In each of the above embodiments, the presence or absence of the occurrence of the travel abnormality in the car 101 is determined by whether or not the torque command value is the torque limit value for the predetermined period. However, the threshold value for determining whether or not there is an abnormality is not limited to this.

For example, as shown in fig. 9, a value between a maximum value (steady maximum value) 223 of the torque command value during steady running and a torque limit value 230 may be used as a threshold value (torque threshold value) 231 for determining the presence or absence of abnormality. By setting the torque threshold 231 to a predetermined value between the steady maximum value 223 and the torque limit value 230, a sign of occurrence of an abnormality can be obtained.

That is, during one travel, a state occurs in which the torque threshold value 231 is continuously or intermittently exceeded for a predetermined period, and when the accumulated period is longer than a period determined by a predetermined counter determination value, it is determined that there is a sign of travel abnormality. Then, the cause of the abnormality sign is determined in the same manner as in the above-described embodiment.

The sign can be determined at various levels based on the set value of the torque threshold 231. That is, the torque threshold value 231 is set to a value closer to the stable maximum value 223, so that the sign of the failure can be detected as soon as possible. On the other hand, setting the torque threshold 231 to a value closer to the torque limit value 230 can reduce unnecessary warnings.
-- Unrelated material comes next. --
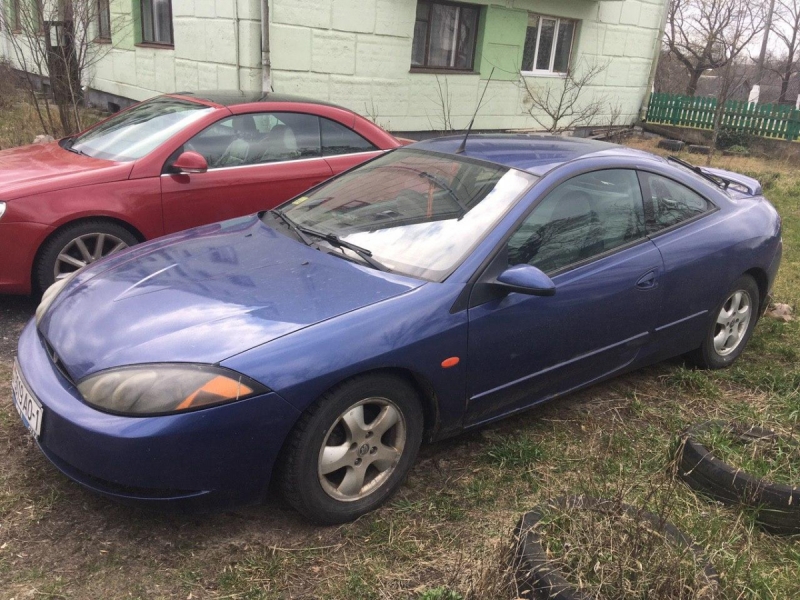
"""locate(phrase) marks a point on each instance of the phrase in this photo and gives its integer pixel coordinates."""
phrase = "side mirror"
(526, 279)
(190, 162)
In addition, a plurality of values may be used for the determination. For example, a determination based on torque threshold 231 set to a value between stability maximum 223 and torque limit 230 may be combined with a determination based on torque limit 230.

In this case, for example, counters are provided for a plurality of thresholds for discrimination. Then, the torque command value is compared with a smaller threshold value, and each counter is incremented. Then, when the counter exceeds the determination value, the cause is estimated. However, when the threshold value is not equal to or greater than the torque limit value, the cause is estimated and output, and then the determination is continued for a threshold value larger than the threshold value.

In this case, when notifying the maintenance worker, the judgment is made as to which threshold the torque command value has exceeded and the notification is generated.

The present invention is not limited to the above-described embodiments, and various other application examples and modifications can be made without departing from the spirit of the present invention described in the claims. The control lines and the information lines are those necessary for the description, and the product is not limited to the case where all the control lines and the information lines are necessary. Virtually all structures can be considered to be connected to each other.